Sort Descriptors in Swift

From Runtime Magic To Functions

Just last week, someone asked me “in what respect does Swift fall short of the dynamic features of Objective-C”?

Dynamic programming means a lot of different things to different people, and I think they meant runtime programming. In this post, we’ll look at replacing Objective-C’s runtime programming with Swift’s functions.

This post is an excerpt from the Functions chapter in Advanced Swift, which we’re currently rewriting (and making very good progress). The text below was originally written by Airspeed Velocity. I took his text and code, updated everything for Swift 3 and made some heavy edits. Thanks to Ole Begemann for reading through a draft of this.

In the chapter on collections, we talked about parametrizing behavior by passing functions as arguments. Let’s look at another example of this: sorting.

If you want to sort an array in Objective-C using Foundation, you are met with a long list of different options. These provide a lot of flexibility and power, but at the cost of complexity — even the simplest probably needs a trip to the documentation to know how to use it.

Sorting collections in Swift is simple:

var myArray = [3, 1, 2]
myArray.sorted() // [1, 2, 3]

There are really four sort methods: sorted(by:) and sort(by:), times two for the overloads that default to sorting comparable things in ascending order. But the overloading means that when you want the simplest case, sorted() is all you need. If you want to sort in a different order, just supply a function:

myArray.sorted(by: >) // [3, 2, 1]

You can also supply a function if your elements don’t conform to Equatable butdo have a < operator, like tuples:

var numberStrings = [(2, "two"), (1, "one"), (3, "three")]
numberStrings.sort(by: <)
numberStrings // [(1, "one"), (2, "two"), (3, "three")]

Or, you can supply a more complicated function if you want to sort by some arbitrary calculated criteria:

let animals = ["elephant", "zebra", "dog"]
let sortedAnimals = animals.sorted { lhs, rhs in
    let l = lhs.characters.reversed()
    let r = rhs.characters.reversed()
    return l.lexicographicallyPrecedes(r)
}
sortedAnimals // ["zebra", "dog", "elephant"]

It is this last ability — the ability to use any comparison function to sort a collection — that makes the Swift sort so powerful, and makes this one function able to replicate much (if not all) of the functionality of the various different sorting methods in Foundation.

To demonstrate this, let’s take a complex example inspired by the Sort Descriptor Programming Topics. The sortedArray(using:) method on NSArray is very flexible and a great example of the power of Objective-C’s dynamic nature. Support for selectors and dynamic dispatch is still there in Swift, but the Swift standard library favors a more function-based approach instead. Later on, we’ll show a few techniques where functions as arguments, and treating functions as data, can be used to get the same dynamic effects.
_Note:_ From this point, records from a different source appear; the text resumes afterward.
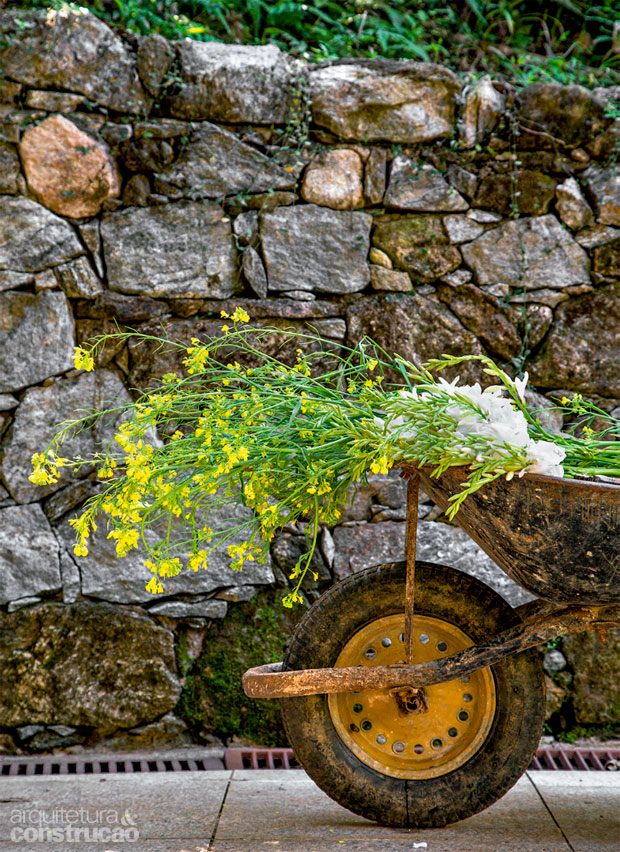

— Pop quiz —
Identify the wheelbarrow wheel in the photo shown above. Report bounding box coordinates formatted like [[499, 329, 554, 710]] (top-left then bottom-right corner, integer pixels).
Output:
[[281, 562, 545, 828]]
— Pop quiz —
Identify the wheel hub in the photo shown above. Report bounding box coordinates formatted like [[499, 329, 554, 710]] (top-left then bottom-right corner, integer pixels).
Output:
[[328, 614, 495, 778]]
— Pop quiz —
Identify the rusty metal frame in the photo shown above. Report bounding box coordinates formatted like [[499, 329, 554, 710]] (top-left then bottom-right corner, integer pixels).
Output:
[[404, 473, 420, 665], [242, 604, 620, 698]]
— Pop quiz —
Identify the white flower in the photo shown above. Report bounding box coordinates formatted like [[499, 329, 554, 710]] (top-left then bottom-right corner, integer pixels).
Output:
[[513, 370, 529, 402], [525, 441, 566, 476]]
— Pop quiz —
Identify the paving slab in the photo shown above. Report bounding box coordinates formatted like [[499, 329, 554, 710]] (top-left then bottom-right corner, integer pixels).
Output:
[[528, 772, 620, 852], [0, 771, 231, 852], [213, 770, 570, 852], [0, 770, 620, 852]]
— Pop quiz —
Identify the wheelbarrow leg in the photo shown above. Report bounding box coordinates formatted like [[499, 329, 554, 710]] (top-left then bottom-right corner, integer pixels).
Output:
[[405, 473, 420, 665]]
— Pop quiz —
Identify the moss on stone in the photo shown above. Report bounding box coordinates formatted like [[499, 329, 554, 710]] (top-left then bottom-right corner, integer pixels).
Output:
[[176, 589, 304, 746]]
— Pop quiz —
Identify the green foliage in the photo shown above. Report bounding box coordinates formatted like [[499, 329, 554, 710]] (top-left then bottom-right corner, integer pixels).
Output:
[[8, 0, 620, 86], [176, 590, 298, 746]]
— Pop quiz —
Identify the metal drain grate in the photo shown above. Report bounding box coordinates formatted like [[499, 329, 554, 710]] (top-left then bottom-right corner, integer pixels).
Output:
[[529, 746, 620, 772], [0, 746, 620, 778], [224, 748, 301, 769]]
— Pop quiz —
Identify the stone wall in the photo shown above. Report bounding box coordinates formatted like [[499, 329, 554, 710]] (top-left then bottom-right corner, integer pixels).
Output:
[[0, 9, 620, 751]]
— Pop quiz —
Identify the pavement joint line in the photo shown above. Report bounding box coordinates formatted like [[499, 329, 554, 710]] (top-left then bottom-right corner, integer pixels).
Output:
[[208, 772, 235, 852], [525, 771, 575, 852]]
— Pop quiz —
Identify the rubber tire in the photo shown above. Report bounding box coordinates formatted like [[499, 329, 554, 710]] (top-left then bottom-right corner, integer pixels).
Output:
[[281, 562, 545, 828]]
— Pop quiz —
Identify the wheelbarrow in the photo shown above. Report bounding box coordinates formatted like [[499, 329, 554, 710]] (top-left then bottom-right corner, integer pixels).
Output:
[[243, 463, 620, 828]]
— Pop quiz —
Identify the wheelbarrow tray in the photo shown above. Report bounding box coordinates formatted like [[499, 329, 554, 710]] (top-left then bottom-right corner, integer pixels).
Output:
[[402, 464, 620, 605]]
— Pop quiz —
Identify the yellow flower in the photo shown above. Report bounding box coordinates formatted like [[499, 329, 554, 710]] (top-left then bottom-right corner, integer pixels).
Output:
[[370, 456, 391, 473], [146, 577, 164, 595], [73, 346, 95, 372], [230, 307, 250, 322]]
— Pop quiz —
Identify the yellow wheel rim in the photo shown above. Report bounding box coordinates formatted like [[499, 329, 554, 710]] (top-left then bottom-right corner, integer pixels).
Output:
[[328, 614, 495, 779]]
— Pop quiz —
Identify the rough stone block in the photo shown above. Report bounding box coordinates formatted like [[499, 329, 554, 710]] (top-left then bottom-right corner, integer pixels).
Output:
[[517, 83, 607, 148], [384, 160, 469, 213], [346, 292, 482, 383], [461, 215, 590, 290], [310, 59, 461, 143], [301, 148, 364, 210], [0, 197, 84, 272], [583, 166, 620, 225], [0, 141, 20, 195], [54, 257, 103, 299], [0, 290, 74, 392], [0, 5, 147, 113], [0, 370, 130, 503], [168, 40, 305, 124], [437, 284, 522, 361], [460, 77, 506, 148], [474, 169, 555, 216], [555, 178, 594, 231], [528, 284, 620, 398], [260, 204, 371, 293], [373, 216, 461, 283], [370, 266, 412, 293], [154, 121, 295, 198], [101, 201, 236, 299]]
We’ll start by defining a Person object. Because we want to show how Objective-C’s powerful runtime system works, we’ll have to make it an NSObjectsubclass (in pure Swift, a struct might have been a better choice):

final class Person: NSObject {
    var first: String
    var last: String
    var yearOfBirth: Int
    init(first: String, last: String, yearOfBirth: Int) {
        self.first = first
        self.last = last
        self.yearOfBirth = yearOfBirth
    }

}

Let’s also define an array of people, with different names and birth years:

let people = [
    Person(first: "Jo", last: "Smith", yearOfBirth: 1970),
    Person(first: "Joe", last: "Smith", yearOfBirth: 1970),
    Person(first: "Joe", last: "Smyth", yearOfBirth: 1970),
    Person(first: "Joanne", last: "smith", yearOfBirth: 1985),
    Person(first: "Joanne", last: "smith", yearOfBirth: 1970),
    Person(first: "Robert", last: "Jones", yearOfBirth: 1970),
]

We want to sort this array first by last name, then by first name, and finally by birth year. We want to do this case insensitively and using the user’s locale. An NSSortDescriptor object describes how to order objects, and we can use them to express the individual sorting criteria.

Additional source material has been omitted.